By Yaromir Steiner
There is already interesting discussion and debate about how the industry is going to change and what is going to be different in a post-COVID world. Those are important conversations to be having, because those changes are going to be significant and pervasive. While some of the predictions of an immediate radical transformations are excessive, there will be an acceleration of the transformation. After the early dust settles we will see that what we expected to happen by 2025, will show in 2021. For those who needed the time to adapt, the lack of time will cause their early demise. However, one thing is apparent the traditional department store anchored enclosed retail mall format is dead.
That might seem like hyperbole, but it shouldn’t come as a surprise. Traditional enclosed malls were already dinosaurs in a changed world. They have been on a steady path to extinction for some time now. Those in the best locations with the best tenant mixes have managed to stay relevant, and even profitable and prosperous, but the final outcome is inevitable. The changes in consumer sentiment and behavior are too significant. The inability to adapt of the American departments stores, competitive pressures from online retailers, as well as new formats and concepts, are also too relentless.

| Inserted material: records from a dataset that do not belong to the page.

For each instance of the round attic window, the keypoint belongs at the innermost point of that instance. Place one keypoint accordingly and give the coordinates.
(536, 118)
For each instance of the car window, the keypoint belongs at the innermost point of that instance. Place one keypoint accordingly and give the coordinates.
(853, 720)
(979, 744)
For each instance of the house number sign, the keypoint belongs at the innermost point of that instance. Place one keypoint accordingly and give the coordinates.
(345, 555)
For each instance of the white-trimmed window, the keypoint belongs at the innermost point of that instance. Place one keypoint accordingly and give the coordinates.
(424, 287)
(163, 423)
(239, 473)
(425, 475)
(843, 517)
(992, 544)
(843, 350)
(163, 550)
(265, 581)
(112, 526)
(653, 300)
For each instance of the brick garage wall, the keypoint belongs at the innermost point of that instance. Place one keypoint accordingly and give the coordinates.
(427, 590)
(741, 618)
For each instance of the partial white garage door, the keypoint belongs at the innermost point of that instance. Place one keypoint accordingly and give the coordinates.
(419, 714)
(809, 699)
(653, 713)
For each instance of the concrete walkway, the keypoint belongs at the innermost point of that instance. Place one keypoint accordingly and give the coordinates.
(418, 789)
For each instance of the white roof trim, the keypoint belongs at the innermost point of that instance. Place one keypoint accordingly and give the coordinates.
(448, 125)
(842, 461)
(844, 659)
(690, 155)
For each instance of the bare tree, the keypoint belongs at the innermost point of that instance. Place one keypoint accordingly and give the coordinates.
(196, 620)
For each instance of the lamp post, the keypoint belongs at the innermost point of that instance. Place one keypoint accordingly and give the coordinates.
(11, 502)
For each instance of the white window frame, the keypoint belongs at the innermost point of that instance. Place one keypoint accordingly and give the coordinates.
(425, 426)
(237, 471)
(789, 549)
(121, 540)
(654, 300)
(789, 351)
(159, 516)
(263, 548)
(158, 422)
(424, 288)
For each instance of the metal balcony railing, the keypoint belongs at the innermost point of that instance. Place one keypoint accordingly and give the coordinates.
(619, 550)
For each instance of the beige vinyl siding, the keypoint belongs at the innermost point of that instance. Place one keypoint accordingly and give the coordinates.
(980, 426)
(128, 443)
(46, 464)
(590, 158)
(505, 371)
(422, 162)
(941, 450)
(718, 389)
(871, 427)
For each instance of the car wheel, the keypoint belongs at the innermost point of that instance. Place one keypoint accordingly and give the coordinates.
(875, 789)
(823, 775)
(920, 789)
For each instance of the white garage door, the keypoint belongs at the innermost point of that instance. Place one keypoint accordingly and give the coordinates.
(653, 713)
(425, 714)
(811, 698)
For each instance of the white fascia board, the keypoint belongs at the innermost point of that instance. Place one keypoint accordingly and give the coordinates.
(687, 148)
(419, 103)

In times of crisis, the Darwinian dynamic that always exists in this industry gets ratcheted up to new levels. We’ve seen it throughout history. Wars, economic depressions, and now pandemics, accelerate existing trends and tighten timelines. Weaker malls were always going to fade out and give way to stronger, more innovative and engaging concepts. The pressures of the moment have simply moved that process along.
The coming changes will perhaps be more immediately noticeable in need-based or “replenishment” retail. “Shopping” for essentials like groceries and other household goods will become highly automated. The in-store experience will become more efficient, transactional, and technologically streamlined, and we will see a dramatic up-tick in households making a permanent switch to online shopping for those items. It will become increasingly evident that there’s no way to compete with the jaw-dropping efficiency of an online giant like Amazon, which has twice as much merchandise in a single warehouse than in an entire American (very large) shopping center.

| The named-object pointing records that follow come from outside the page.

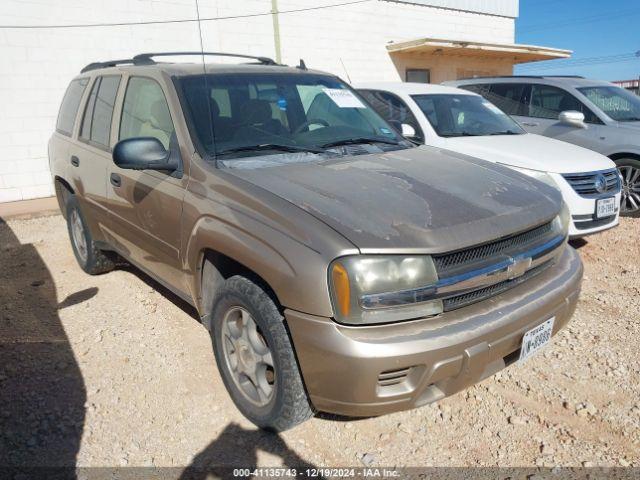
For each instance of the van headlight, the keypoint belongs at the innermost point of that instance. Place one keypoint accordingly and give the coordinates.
(538, 175)
(369, 289)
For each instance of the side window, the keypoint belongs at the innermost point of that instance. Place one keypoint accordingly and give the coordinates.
(145, 112)
(508, 97)
(392, 109)
(96, 124)
(70, 105)
(548, 101)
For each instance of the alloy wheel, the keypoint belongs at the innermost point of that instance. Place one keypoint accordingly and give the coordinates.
(248, 356)
(77, 232)
(630, 188)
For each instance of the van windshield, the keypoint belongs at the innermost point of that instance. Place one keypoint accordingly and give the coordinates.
(618, 103)
(247, 114)
(455, 115)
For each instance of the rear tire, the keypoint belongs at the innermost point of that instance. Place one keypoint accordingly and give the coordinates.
(629, 168)
(256, 358)
(90, 258)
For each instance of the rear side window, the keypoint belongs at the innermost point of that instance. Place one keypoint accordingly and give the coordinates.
(145, 112)
(508, 97)
(548, 101)
(96, 124)
(70, 105)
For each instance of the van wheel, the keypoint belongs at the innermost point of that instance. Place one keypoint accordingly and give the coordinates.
(255, 357)
(629, 168)
(90, 258)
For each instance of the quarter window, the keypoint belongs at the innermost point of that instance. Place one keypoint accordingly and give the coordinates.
(70, 105)
(393, 110)
(96, 125)
(145, 112)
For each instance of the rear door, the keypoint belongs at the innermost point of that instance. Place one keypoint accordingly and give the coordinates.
(546, 102)
(90, 155)
(147, 205)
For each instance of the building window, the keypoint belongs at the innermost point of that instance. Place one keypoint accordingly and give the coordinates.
(418, 75)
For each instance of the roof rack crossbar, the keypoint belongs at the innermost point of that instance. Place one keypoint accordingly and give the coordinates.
(146, 58)
(108, 63)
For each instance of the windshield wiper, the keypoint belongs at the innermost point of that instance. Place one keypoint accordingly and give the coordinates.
(356, 140)
(269, 146)
(505, 132)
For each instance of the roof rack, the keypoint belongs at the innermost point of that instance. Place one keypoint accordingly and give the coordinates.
(522, 76)
(147, 59)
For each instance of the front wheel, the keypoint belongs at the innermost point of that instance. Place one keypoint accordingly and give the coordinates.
(255, 357)
(629, 169)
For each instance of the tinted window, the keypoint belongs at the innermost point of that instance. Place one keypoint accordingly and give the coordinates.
(618, 103)
(508, 97)
(393, 110)
(145, 112)
(96, 125)
(465, 115)
(548, 102)
(70, 104)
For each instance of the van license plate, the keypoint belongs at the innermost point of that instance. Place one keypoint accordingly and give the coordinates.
(536, 338)
(605, 207)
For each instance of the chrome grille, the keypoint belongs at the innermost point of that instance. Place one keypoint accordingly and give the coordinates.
(452, 263)
(463, 300)
(585, 183)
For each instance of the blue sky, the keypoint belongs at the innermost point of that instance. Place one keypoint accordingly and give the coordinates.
(591, 28)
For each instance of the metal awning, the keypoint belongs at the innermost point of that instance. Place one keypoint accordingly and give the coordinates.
(514, 52)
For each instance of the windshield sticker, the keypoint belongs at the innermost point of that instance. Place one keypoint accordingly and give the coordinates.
(493, 108)
(343, 98)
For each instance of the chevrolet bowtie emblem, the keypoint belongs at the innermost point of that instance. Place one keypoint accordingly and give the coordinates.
(518, 267)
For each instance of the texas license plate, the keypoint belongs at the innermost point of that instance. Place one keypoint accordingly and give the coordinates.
(605, 207)
(536, 338)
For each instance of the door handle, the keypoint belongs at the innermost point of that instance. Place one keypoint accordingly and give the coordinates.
(116, 181)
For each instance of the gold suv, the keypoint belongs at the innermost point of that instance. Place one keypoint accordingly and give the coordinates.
(338, 266)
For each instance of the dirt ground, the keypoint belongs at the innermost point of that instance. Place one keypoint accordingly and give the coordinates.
(113, 371)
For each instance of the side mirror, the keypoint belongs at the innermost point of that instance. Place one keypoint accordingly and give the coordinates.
(407, 130)
(143, 153)
(572, 118)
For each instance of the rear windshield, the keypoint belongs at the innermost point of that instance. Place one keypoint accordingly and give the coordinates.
(618, 103)
(230, 113)
(70, 104)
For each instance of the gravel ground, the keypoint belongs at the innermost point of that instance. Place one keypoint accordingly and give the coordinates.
(114, 371)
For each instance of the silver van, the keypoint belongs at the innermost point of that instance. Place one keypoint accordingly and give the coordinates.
(591, 113)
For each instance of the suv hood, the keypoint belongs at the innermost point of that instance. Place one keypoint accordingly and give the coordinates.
(531, 151)
(418, 200)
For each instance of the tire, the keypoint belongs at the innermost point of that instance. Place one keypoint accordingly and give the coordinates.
(90, 258)
(275, 398)
(629, 168)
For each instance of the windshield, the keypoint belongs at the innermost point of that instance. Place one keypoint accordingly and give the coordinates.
(248, 114)
(617, 103)
(454, 115)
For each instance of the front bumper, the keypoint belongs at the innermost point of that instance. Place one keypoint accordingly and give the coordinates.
(373, 370)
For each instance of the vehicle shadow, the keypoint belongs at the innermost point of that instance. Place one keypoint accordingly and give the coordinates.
(42, 392)
(237, 447)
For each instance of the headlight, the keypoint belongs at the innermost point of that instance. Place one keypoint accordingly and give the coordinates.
(376, 288)
(538, 175)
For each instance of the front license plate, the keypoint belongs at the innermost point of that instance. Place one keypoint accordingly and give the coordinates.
(536, 338)
(605, 207)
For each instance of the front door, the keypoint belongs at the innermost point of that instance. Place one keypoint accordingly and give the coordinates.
(147, 205)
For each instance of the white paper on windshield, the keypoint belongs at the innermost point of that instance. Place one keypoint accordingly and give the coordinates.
(343, 98)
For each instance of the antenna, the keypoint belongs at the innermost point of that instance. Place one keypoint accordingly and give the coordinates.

The corollary news is that the Amazons of the world can’t compete with the social and experiential dynamism of a well-conceived mixed-use environment, or a retail space with elevated dining and entertainment options. The ability of those environments to satisfy the social needs of a population desperate for interaction are great. Despite speculation that the contagious nature of the coronavirus will instill a lasting fear of crowds or public spaces, there is little reason to believe that a population that has evolved to seek out social connections will change in any lasting way. Coming together in social groups is quite literally in our DNA. To the contrary, the isolating nature of the current crisis has made us all keenly aware of just how valuable those small interactions are to our emotional wellbeing.

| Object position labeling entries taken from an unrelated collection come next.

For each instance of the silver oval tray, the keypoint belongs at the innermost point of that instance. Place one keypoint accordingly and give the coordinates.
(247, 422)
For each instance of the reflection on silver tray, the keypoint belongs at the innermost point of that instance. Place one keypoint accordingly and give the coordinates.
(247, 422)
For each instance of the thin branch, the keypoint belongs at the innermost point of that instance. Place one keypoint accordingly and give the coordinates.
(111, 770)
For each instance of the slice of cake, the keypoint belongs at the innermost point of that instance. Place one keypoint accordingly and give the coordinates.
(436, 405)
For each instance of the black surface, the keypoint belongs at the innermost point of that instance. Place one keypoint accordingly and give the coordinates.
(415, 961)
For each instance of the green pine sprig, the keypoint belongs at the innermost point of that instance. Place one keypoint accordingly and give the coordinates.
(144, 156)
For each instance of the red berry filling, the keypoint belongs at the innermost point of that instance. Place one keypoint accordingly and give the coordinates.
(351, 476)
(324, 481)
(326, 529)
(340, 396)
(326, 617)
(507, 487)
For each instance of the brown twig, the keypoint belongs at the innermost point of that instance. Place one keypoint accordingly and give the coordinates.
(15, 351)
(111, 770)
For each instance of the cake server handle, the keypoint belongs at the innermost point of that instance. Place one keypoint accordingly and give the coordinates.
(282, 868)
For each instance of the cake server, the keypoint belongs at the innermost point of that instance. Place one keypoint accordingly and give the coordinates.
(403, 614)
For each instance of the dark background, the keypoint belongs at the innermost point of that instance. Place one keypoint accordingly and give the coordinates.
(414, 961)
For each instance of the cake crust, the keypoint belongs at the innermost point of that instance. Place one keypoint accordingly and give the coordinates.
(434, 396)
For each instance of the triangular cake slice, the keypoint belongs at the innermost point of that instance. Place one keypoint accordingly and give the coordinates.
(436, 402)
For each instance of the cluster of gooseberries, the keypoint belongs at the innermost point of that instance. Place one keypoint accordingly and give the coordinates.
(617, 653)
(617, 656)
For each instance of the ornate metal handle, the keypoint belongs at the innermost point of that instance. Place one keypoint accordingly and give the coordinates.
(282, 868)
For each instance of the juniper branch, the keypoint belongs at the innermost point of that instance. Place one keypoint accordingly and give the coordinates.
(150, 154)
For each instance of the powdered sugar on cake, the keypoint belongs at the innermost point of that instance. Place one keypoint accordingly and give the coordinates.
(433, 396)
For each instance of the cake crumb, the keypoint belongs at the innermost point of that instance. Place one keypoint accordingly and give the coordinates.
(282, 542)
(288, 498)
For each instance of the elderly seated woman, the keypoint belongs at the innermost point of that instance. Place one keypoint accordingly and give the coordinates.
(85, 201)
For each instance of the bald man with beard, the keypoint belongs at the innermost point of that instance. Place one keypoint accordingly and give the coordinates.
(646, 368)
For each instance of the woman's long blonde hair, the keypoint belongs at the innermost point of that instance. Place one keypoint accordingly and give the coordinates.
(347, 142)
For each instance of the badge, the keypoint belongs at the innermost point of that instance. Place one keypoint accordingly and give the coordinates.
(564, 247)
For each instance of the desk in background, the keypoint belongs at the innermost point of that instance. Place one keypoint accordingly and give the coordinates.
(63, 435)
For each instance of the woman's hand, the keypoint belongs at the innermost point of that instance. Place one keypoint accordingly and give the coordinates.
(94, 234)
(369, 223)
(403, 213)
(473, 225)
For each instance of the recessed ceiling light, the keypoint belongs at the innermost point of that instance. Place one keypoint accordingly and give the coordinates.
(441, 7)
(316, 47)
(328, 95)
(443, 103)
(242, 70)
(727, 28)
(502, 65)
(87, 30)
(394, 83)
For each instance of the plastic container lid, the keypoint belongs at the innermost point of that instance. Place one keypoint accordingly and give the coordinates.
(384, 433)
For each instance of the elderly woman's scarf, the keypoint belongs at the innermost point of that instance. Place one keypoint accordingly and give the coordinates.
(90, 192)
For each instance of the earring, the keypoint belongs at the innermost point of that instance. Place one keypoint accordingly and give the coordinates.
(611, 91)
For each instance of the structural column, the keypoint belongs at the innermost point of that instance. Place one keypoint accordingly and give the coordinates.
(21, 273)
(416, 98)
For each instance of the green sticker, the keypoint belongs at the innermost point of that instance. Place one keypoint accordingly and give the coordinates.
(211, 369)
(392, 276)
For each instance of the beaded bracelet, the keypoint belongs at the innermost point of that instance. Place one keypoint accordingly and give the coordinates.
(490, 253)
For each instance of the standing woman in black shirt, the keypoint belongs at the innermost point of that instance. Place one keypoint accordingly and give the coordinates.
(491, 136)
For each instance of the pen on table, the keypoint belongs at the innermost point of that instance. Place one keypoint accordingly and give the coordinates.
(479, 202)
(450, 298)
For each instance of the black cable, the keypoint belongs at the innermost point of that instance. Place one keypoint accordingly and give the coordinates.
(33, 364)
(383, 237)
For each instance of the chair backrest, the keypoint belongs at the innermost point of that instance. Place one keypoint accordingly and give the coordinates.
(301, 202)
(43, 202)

That doesn’t mean that retailers in a post-COVID world won’t have to continue to get better and more sophisticated at integrating technology, leveraging data, and implementing smarter inventory and merchandising strategies. They will need to do all of those things as they become more efficient, boost customer engagement, and continue to enhance
their ability to customize the retail experience. We are likely to see an “operational evolution” that kicks off this new era of retail, with the emergence of “concentrated, organized retail environments” that are more responsive to consumer needs and carve out a clear and compelling value proposition.
None of that can happen until we accept that the retail world we are familiar with is already a thing of the past. Recognizing and accepting that core truth is a critical first step in making the needed philosophical, strategic, and tactical changes that will be needed to survive and thrive in the brave new world of post-COVID retail and mixed-use development.